«А я вас знаю».
«Здравствуйте, — сказала я. — Извините, но я вас что-то не припомню».
«Вы контролером работаете. Я вас часто вижу, когда на работу еду».
«Да, действительно, — сказала я. — Вы, наверно, никогда зайцем не ездите, иначе бы я вас тоже запомнила».
«На ловца и зверь бежит».
Посмеялись мы, разговорились. Про дачу, про то, как в этом году яблоки и сливы уродились. О том, что я здесь делаю, она так и не спросила. Извинилась и пошла дальше по своим делам. Я посидела еще немного, подождала, пока какой-то мальчик к подъезду подойдет и ключи достанет, и с ним вместе в подъезд зашла. Перекрестилась внутренне, поднялась на нужный мне этаж и позвонила.
«Кто там?»
«Откройте, пожалуйста», — попросила я, хотя еще и сама не понимала, что мне ей сказать. Не жетон же контролера показывать. Поэтому я решила на импровизацию положиться: будь что будет. Вдохновение меня всегда спасало.
Видно, голос мой ей показался заслуживающим доверия. По крайней мере, не насторожил. Открыла она дверь и на меня посмотрела. Вся в черном, все как надо. Моложавая, стройная. Все при ней. Под глазами черные круги. Печальная вся, расстроенная. Растерянная, как и положено вдове. Я такой тип женщин хорошо знаю.
«Что вы хотели?»
«Вы знаете, что Иисус вас любит?» — спросила я первое, что на ум пришло.
«Ох», — сказала она и хотела уже дверь закрыть, но я за ручку схватилась и на себя потянула.
«Любит и всех прощает, — сказала я. — А тех, кто праведно жил, ценит и на том свете все их общественные заслуги учитывает. И мужа вашего тоже оценит по делам его…»
Тут я назвала ее мужа по имени-отчеству. Она даже в лице переменилась. И дверь отпустила. Я на порог встала и давай железо ковать, пока горячо.
«Он хороший человек был и мужчина достойный... Бог все видит».
«Так вы его знали?»
«Знала, а как же, — сказала я дрожащим голосом. — Мы иногда вместе молись. За его душу грешную. А как он о вас говорил... Всегда с нежностью и благодарностью. И с такой уж любовью, что дальше некуда».
«Правда? — она аж брови вскинула. Ясно было, что приятно ей все это слышать, хотя сердце разрывается от утраты. — Он мне никогда ничего такого не говорил».
«Зато Богу все рассказывал, — сказала я. — В тяжелые минуты его вера спасала. А вас он щадил просто, не хотел расстраивать».
«Да, он такой... был... — пробормотала она растеряно. — Вы проходите, что мы здесь стоим…»
Я зашла в квартиру, осмотрелась. Квартира как квартира, двухкомнатная. Чистая, убранная, квартира нормальных людей. Уютная, ничего не скажешь. Только запах смерти никуда не спрячешь. И запах краски тоже.
Повела она меня на кухню, посадила, чайник поставила. Спросила, как меня зовут. Я своим именем представилась, а сама все оглядываюсь, запоминаю.
«Да... Я и не знала, что он в религию пошел. А теперь понимаю. Задумчивый такой был последнее время…»
«Пошел-пошел. Утешение искал. И прощение».
«За что? Разве он?..»
«Кто из нас без греха? Каждому есть, за что прощения просить, дорогуша», — сказала я таким убедительным тоном, что больше она глупых вопросов не задавала. Но как-то очень уж задумалась после моих слов. Видно, было о чем.
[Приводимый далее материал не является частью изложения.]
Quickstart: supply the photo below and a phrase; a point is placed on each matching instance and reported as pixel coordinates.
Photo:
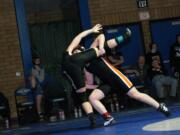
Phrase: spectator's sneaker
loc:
(109, 121)
(41, 117)
(93, 124)
(127, 33)
(163, 109)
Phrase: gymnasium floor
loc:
(140, 122)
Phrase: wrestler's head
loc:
(79, 49)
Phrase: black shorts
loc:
(110, 75)
(74, 66)
(106, 89)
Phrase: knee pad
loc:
(106, 48)
(82, 97)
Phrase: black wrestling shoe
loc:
(109, 121)
(163, 109)
(127, 33)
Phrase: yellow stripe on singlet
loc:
(119, 74)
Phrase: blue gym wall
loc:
(132, 49)
(23, 36)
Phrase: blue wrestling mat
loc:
(140, 122)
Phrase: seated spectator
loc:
(175, 57)
(5, 109)
(38, 83)
(158, 74)
(116, 58)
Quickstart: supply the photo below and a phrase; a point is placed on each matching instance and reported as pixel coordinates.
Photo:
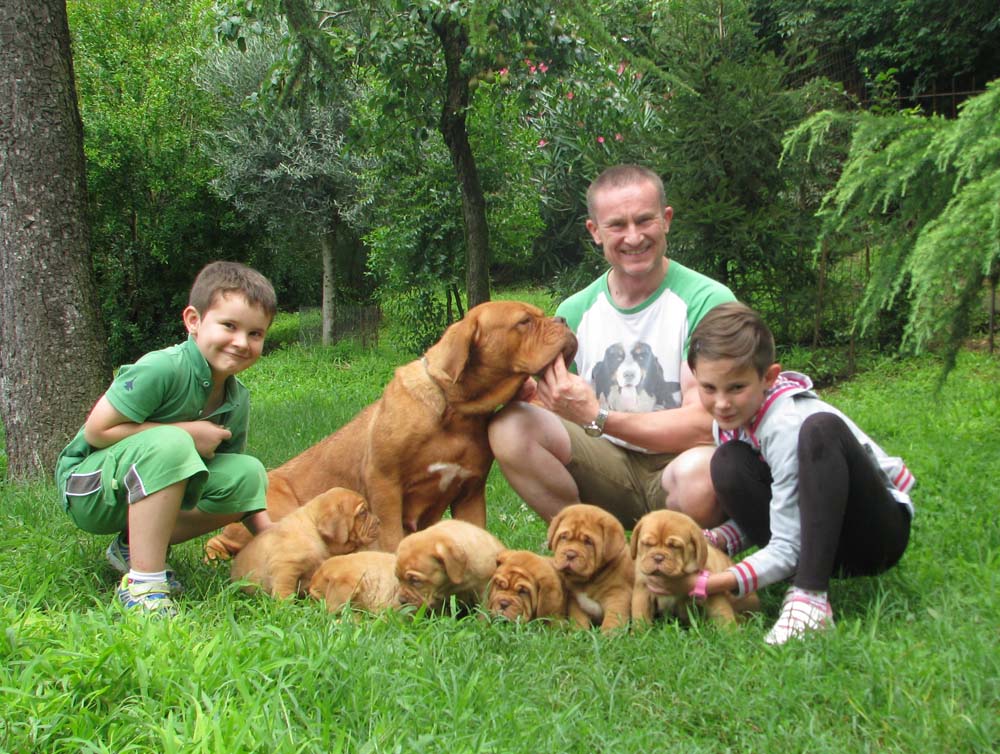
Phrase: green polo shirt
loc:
(166, 387)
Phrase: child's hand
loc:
(207, 436)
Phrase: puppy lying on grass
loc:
(281, 560)
(364, 580)
(448, 559)
(667, 547)
(592, 558)
(526, 586)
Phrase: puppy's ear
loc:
(453, 561)
(448, 358)
(698, 551)
(553, 528)
(551, 597)
(634, 541)
(614, 539)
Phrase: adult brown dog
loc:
(422, 447)
(447, 559)
(282, 560)
(365, 580)
(526, 586)
(669, 546)
(592, 557)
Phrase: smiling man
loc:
(626, 431)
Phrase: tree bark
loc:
(327, 246)
(454, 41)
(53, 353)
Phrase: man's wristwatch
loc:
(596, 427)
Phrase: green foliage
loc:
(154, 219)
(911, 666)
(925, 192)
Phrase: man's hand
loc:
(566, 394)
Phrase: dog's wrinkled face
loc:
(583, 538)
(504, 339)
(426, 571)
(668, 544)
(525, 586)
(343, 518)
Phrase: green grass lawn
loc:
(913, 665)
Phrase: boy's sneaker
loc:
(801, 612)
(119, 558)
(151, 597)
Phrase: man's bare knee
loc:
(688, 484)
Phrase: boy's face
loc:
(732, 394)
(230, 334)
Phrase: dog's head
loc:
(583, 539)
(343, 519)
(668, 544)
(526, 586)
(484, 358)
(429, 566)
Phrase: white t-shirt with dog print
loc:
(633, 357)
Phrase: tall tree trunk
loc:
(53, 354)
(454, 41)
(327, 246)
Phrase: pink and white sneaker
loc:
(801, 612)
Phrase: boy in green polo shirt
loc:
(160, 459)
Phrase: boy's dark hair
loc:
(624, 175)
(219, 278)
(733, 331)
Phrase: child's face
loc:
(230, 334)
(732, 394)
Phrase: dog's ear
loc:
(634, 541)
(614, 538)
(553, 528)
(453, 561)
(696, 552)
(448, 358)
(550, 595)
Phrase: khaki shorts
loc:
(624, 482)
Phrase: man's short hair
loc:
(624, 175)
(220, 278)
(733, 331)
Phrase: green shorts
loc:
(624, 482)
(98, 491)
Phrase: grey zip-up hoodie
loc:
(774, 433)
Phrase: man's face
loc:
(631, 226)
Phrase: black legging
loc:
(851, 524)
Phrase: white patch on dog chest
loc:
(449, 472)
(590, 606)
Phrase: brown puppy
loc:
(281, 561)
(526, 586)
(365, 580)
(449, 558)
(667, 547)
(422, 447)
(593, 560)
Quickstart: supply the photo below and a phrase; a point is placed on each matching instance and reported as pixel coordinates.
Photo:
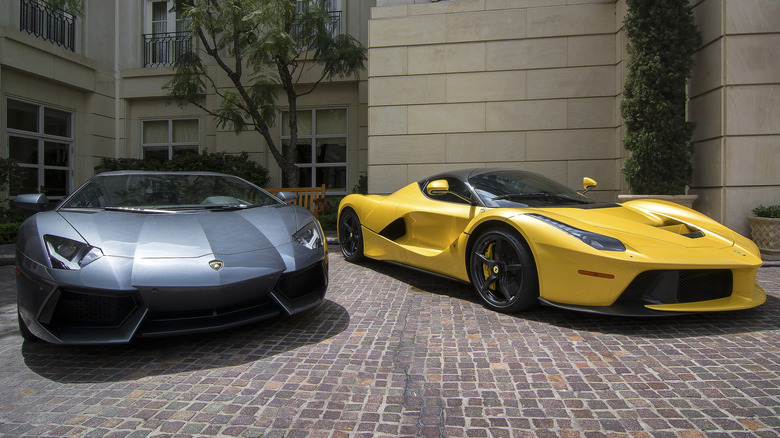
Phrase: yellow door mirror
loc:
(438, 187)
(588, 184)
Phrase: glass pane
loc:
(303, 155)
(26, 181)
(334, 178)
(304, 177)
(22, 116)
(23, 150)
(55, 154)
(155, 131)
(332, 121)
(156, 153)
(332, 150)
(180, 151)
(56, 122)
(55, 182)
(185, 131)
(304, 123)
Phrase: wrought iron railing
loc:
(165, 48)
(53, 25)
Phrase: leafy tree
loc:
(261, 46)
(662, 37)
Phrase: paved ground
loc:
(394, 352)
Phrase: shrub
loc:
(8, 232)
(662, 37)
(771, 211)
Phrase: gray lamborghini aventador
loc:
(140, 254)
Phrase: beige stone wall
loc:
(475, 83)
(735, 99)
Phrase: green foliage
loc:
(771, 211)
(8, 232)
(261, 46)
(239, 165)
(662, 38)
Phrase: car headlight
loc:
(70, 254)
(310, 235)
(598, 241)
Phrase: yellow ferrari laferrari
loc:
(522, 239)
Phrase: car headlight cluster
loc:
(66, 253)
(310, 235)
(598, 241)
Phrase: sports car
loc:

Поговорили мы с ней о вере, о надежде, о любви. Я даже удивилась, потому что никакого стыда не чувствовала. Какой же это грех — женщину одинокую в беде утешить? После смерти близкого человека дать выговориться. Она как стала рассказывать, мне только и оставалось, что кивать да креститься старательно.
«Бог все видит, все знает — сказала я. — И кто куда ездит, тоже... Вот ваш муж на Байкальскую в тот день поехал. А потом в Шабаны. У вас там живет кто-то?»
«На Байкальскую? Нет, он никогда туда не ездил. Да и в Шабанах ему делать нечего... Сама не понимаю, как он в том автобусе оказался. Он всегда лишь на работу и обратно».
«Бог все знает, — вздохнула я. — И все поступки человеческие у него записаны и запротоколированы. И телефоны золотые, и страсти непотребные…»
Она вдруг чашку из рук выпустила. Упала чашка на пол и разбилась. Как в детском рассказе, который я, когда маленькая была, читала.